О том, что в любую минуту из–за угла могут выскочить драгуны или казаки, все знали, и все же, когда перед Большим Трехгорным переулком показалась казачья сотня, ряды дрогнули, некоторые повернули назад.
— Куда вы? Стойте! — крикнул Смидович, пытаясь задержать пятившуюся толпу.
Кое–кто остановился, с ужасом глядя на летящих во весь опор всадников. Стало жутко. Никто не проронил ни звука, и было слышно только, как бьют подковами по мостовой казацкие кони. Казалось, еще секунда — и сотня врежется в горстку застывших в оцепенении людей. Но случилось иначе. Две девушки с белыми как мел лицами шагнули вперед, навстречу казачьему офицеру в черной бурке. Тот продолжал мчаться и лишь в шаге от них круто осадил коня.
— Убейте нас, но живыми мы стяга не отдадим! — сказала одна из девушек. В тишине был отчетливо слышен ее голос.
Офицер выругался, отъехал назад и снова погнал коня на демонстрантов. И снова девушки со знаменем остановили его.
Паника сразу улеглась, многим стало стыдно, что они поддались первому чувству страха; раздались голоса:
— Казаки! Неужели вы будете в нас стрелять?
— Не стреляйте в нас, и мы не будем в вас стрелять, — послышалось из казачьих рядов.
— Мы идем к вам безоружными, с пустыми руками, — продолжал тот же рабочий.
Офицер повернулся к своим и разразился бранью. Толпа расступилась в стороны, чтобы дать возможность проехать казакам, но те стали поворачивать лошадей и убирать винтовки за плечи. В ответ раздались ликующие возгласы. Может быть, громче всех кричал Петр Гермогенович. Он понимал всю важность только что происшедшего: самая безотказная часть царской карательной машины вдруг дала осечку, казаки отказались стрелять в народ.

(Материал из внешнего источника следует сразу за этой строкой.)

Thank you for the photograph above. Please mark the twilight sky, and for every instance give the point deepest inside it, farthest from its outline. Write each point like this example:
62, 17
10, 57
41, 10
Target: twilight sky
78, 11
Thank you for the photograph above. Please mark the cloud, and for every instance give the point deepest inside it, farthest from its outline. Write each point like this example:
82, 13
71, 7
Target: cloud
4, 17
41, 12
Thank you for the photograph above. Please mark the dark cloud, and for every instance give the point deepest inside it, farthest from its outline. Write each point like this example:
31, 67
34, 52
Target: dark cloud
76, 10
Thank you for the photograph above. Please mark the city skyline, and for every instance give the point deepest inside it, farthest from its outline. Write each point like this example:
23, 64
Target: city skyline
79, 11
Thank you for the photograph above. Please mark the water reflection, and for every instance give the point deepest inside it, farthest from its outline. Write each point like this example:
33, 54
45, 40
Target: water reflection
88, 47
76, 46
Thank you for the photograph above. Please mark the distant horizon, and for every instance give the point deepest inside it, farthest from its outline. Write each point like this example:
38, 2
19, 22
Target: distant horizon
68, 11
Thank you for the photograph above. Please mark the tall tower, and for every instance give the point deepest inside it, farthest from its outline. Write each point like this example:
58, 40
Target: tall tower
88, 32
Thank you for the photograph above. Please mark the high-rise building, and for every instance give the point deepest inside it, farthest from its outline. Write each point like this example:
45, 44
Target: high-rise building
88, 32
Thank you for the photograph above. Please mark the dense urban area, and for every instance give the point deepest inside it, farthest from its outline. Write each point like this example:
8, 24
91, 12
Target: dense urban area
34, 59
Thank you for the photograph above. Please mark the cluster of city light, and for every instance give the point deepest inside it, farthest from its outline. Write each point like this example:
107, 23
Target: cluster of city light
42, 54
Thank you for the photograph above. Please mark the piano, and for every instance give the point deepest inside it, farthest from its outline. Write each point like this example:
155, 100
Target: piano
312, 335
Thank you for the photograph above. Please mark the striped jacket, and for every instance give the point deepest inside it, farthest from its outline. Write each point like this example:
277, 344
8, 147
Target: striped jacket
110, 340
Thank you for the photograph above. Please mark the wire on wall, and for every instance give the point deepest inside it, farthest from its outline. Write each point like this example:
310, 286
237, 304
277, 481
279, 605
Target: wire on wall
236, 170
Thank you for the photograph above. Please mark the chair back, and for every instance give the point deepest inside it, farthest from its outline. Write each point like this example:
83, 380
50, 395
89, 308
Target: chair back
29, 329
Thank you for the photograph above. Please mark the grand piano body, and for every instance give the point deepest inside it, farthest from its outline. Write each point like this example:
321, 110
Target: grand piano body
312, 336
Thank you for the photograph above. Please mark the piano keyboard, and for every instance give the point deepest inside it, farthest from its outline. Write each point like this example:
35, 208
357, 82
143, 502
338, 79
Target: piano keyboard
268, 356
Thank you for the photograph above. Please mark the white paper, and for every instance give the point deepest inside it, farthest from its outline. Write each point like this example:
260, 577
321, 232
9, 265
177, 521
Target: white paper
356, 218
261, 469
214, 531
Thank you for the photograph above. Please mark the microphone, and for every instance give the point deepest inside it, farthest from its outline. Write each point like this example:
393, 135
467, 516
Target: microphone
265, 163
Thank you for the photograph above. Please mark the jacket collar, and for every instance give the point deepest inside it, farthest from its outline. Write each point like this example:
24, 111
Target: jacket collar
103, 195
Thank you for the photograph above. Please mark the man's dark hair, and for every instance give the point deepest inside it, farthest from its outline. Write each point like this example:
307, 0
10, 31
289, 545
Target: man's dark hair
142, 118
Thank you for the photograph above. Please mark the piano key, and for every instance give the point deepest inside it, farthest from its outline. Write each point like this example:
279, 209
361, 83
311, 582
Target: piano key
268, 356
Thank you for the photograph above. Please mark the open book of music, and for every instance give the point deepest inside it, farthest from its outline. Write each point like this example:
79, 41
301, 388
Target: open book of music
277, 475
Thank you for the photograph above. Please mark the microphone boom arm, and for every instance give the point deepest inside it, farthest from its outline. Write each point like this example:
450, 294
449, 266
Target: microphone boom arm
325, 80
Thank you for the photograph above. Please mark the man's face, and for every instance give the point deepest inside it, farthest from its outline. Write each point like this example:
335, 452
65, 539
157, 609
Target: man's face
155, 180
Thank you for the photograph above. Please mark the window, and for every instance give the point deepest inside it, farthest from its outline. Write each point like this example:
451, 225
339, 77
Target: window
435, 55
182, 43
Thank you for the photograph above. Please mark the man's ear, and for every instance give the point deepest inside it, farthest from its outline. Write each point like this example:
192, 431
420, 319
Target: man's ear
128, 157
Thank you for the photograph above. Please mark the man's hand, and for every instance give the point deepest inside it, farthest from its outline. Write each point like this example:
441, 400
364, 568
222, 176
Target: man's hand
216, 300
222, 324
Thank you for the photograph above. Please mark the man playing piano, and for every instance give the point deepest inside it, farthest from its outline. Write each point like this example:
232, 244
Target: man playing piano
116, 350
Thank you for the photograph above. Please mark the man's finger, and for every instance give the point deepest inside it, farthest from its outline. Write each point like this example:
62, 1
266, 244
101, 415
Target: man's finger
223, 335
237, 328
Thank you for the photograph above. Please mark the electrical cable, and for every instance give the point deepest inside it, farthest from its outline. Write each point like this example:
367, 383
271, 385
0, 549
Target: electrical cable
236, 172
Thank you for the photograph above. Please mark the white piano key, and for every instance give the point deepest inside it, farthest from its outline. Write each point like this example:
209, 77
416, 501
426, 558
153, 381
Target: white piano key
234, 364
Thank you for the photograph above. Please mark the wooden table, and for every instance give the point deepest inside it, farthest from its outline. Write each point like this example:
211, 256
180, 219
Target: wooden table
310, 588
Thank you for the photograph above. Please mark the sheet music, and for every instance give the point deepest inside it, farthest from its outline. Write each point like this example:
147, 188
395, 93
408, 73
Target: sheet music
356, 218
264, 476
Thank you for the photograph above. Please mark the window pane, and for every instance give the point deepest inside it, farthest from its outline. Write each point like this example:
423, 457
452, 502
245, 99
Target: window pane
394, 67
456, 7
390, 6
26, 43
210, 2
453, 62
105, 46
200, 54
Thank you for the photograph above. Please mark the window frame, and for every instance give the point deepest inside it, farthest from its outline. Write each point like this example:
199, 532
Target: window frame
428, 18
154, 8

На следующий день почти все подворотни на Пресне зияли черными дырами — ворота пошли на баррикады. Жители помогали вытаскивать со дворов повозки, разбирали по бревнышку какой–то нежилой дом. Тащили дрова. Рубили столбы. Над Пресней стоял треск, как на лесной делянке.

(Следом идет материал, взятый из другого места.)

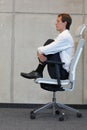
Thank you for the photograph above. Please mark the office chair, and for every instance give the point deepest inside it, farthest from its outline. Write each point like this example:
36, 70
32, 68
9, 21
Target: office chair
55, 85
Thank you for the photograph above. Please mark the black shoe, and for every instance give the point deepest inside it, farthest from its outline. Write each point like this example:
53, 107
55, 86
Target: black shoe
31, 75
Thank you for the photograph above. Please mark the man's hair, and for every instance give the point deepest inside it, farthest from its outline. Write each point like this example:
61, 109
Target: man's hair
66, 18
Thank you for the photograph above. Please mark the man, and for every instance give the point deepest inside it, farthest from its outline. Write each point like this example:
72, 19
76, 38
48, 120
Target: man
59, 49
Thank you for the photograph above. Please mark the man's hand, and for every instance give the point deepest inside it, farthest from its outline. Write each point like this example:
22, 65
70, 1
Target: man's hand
41, 57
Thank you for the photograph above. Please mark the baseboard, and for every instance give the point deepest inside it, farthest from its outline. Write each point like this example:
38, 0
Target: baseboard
30, 106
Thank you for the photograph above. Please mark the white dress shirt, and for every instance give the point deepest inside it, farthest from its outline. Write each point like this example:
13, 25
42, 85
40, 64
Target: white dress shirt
64, 44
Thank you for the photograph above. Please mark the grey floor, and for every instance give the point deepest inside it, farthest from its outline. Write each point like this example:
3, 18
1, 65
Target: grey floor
19, 119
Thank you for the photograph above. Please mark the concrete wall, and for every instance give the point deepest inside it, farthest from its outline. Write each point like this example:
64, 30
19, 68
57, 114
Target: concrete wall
25, 25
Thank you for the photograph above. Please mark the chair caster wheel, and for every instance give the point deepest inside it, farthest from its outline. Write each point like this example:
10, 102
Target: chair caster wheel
61, 118
57, 112
79, 115
32, 115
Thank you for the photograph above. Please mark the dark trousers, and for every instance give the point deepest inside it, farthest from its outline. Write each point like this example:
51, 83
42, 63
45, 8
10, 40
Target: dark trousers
51, 68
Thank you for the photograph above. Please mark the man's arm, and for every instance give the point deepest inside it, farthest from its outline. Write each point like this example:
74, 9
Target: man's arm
41, 57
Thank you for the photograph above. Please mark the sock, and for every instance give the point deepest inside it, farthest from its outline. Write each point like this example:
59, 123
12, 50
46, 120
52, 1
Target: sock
40, 68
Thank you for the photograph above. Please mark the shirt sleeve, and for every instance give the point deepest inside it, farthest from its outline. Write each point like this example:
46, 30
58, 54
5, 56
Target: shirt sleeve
60, 44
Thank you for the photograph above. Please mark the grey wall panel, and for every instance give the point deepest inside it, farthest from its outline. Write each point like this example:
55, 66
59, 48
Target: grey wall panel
47, 6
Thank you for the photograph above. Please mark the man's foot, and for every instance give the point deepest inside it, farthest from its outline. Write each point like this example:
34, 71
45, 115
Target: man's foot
31, 75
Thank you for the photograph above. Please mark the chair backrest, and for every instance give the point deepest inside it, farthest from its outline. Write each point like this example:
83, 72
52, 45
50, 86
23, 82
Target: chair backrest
76, 59
77, 53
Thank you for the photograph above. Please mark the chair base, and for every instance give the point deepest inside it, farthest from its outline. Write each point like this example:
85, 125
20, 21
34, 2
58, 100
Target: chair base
57, 108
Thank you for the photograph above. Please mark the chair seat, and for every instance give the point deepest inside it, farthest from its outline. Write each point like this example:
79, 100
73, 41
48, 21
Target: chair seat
51, 81
51, 84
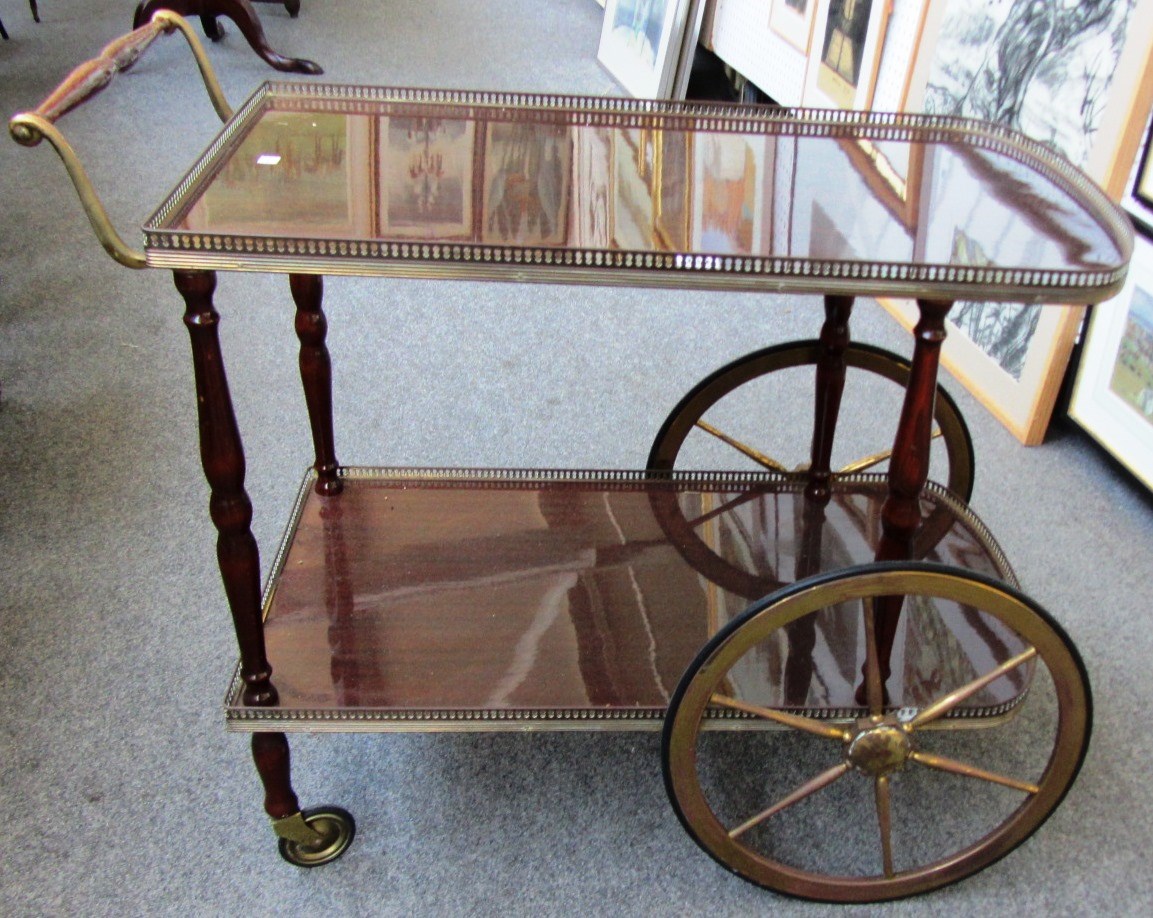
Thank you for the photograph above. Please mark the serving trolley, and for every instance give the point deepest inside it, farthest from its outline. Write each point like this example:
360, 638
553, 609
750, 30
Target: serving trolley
857, 700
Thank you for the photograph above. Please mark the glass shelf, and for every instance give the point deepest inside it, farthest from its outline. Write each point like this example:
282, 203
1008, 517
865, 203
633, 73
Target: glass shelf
336, 179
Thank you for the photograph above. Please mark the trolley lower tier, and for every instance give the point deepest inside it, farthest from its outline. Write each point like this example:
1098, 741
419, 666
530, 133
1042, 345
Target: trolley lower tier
495, 600
512, 600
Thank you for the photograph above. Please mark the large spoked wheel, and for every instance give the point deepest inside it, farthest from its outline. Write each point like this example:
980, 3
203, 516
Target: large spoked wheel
337, 829
760, 415
895, 797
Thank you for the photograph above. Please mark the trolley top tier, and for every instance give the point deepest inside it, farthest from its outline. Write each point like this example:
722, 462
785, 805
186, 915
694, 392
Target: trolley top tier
356, 180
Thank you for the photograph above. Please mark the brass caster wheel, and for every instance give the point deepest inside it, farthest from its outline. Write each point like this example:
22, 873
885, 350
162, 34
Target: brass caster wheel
324, 835
974, 722
756, 413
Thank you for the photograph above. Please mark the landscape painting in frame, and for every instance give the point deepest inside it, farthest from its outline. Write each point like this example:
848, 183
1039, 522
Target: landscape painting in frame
1113, 398
640, 44
728, 187
527, 183
672, 182
792, 20
844, 60
633, 209
427, 178
292, 164
1044, 69
593, 189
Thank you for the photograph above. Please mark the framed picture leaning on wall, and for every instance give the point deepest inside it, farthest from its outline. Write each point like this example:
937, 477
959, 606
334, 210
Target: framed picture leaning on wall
641, 44
1113, 398
845, 52
792, 20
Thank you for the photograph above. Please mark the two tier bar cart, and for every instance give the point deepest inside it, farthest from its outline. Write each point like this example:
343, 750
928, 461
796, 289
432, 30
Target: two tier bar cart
857, 699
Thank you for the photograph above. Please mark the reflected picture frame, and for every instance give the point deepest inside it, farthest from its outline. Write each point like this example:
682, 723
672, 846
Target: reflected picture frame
792, 20
1113, 396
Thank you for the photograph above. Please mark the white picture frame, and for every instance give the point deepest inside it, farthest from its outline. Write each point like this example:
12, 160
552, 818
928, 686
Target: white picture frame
843, 62
1113, 396
641, 44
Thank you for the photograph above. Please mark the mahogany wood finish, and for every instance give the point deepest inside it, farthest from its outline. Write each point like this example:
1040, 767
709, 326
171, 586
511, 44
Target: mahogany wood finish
223, 457
830, 385
405, 595
316, 375
241, 13
909, 467
273, 762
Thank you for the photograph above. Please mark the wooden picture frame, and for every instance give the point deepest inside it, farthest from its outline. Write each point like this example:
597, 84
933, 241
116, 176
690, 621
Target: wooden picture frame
845, 53
1024, 400
1113, 397
520, 156
310, 152
641, 44
1140, 203
730, 173
427, 173
793, 20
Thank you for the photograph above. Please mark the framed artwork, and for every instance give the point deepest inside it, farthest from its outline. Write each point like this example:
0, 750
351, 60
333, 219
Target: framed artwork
427, 168
527, 183
892, 173
641, 43
1113, 398
982, 60
845, 54
632, 212
672, 177
313, 156
1140, 204
792, 20
729, 181
593, 188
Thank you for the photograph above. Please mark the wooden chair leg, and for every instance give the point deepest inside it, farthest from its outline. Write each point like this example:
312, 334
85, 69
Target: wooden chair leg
241, 13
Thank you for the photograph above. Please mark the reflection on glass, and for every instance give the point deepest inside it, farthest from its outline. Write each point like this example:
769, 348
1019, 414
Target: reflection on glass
558, 178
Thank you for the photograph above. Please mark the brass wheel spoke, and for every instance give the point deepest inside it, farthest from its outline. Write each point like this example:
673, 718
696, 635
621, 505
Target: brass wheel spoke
805, 790
874, 685
884, 822
794, 721
942, 706
758, 457
971, 770
725, 508
875, 459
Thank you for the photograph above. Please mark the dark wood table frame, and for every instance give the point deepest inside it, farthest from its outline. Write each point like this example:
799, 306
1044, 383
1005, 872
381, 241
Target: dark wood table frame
241, 13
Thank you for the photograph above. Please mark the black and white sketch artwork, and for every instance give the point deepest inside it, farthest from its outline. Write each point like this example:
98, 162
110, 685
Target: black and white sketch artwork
1042, 67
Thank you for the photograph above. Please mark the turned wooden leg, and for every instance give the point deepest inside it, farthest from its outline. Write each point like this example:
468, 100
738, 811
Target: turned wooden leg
830, 385
241, 13
223, 457
270, 752
909, 468
316, 375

— Хорошее получилось сооружение, а? — отступив на несколько шагов назад, Смидович залюбовался только что законченной баррикадой и не заметил, что его кто–то настойчиво окликает.
— Я вас издали увидела, Петр Гермогенович, — услышал он.
— Олимпиада Николаевна! Какими ветрами на Пресню? Как Сергей Иванович?
— Спасибо… Спасает раненых. А что до меня, так я вам еще давеча сказала, что буду связной. Вот принесла пакет в штаб.
— Если хотите, могу передать.
— Пожалуйста, а то мне очень некогда… Да, вот еще. — Олимпиада Николаевна протянула ему пачку листовок.
— Что в городе?
Лицо Олимпиады Николаевны помрачнело.
— Много крови, очень много крови! Трудно даже сосчитать, каким числом исчисляются жертвы… Ну, я побегу. Прощайте!
— До свидания… Берегите себя!
Петр Гермогенович поднес к глазам листовку. Она называлась «Советы восставшим рабочим».
«Не действуйте толпой, — прочел Смидович, — действуйте небольшими отрядами человека в три–четыре, не больше… Пусть нашими крепостями будут проходные дворы и все места, из которых легко стрелять и легко уйти…»
Внизу стояла подпись: «Боевая организация при Мое. Ком. Р. С.Д. Р.П.»
Шестнадцатого декабря последний раз собрался штаб пресненских боевых дружин. Долго заседать было некогда.
— Товарищ Седой, посмотрите… Вот мы тут написали.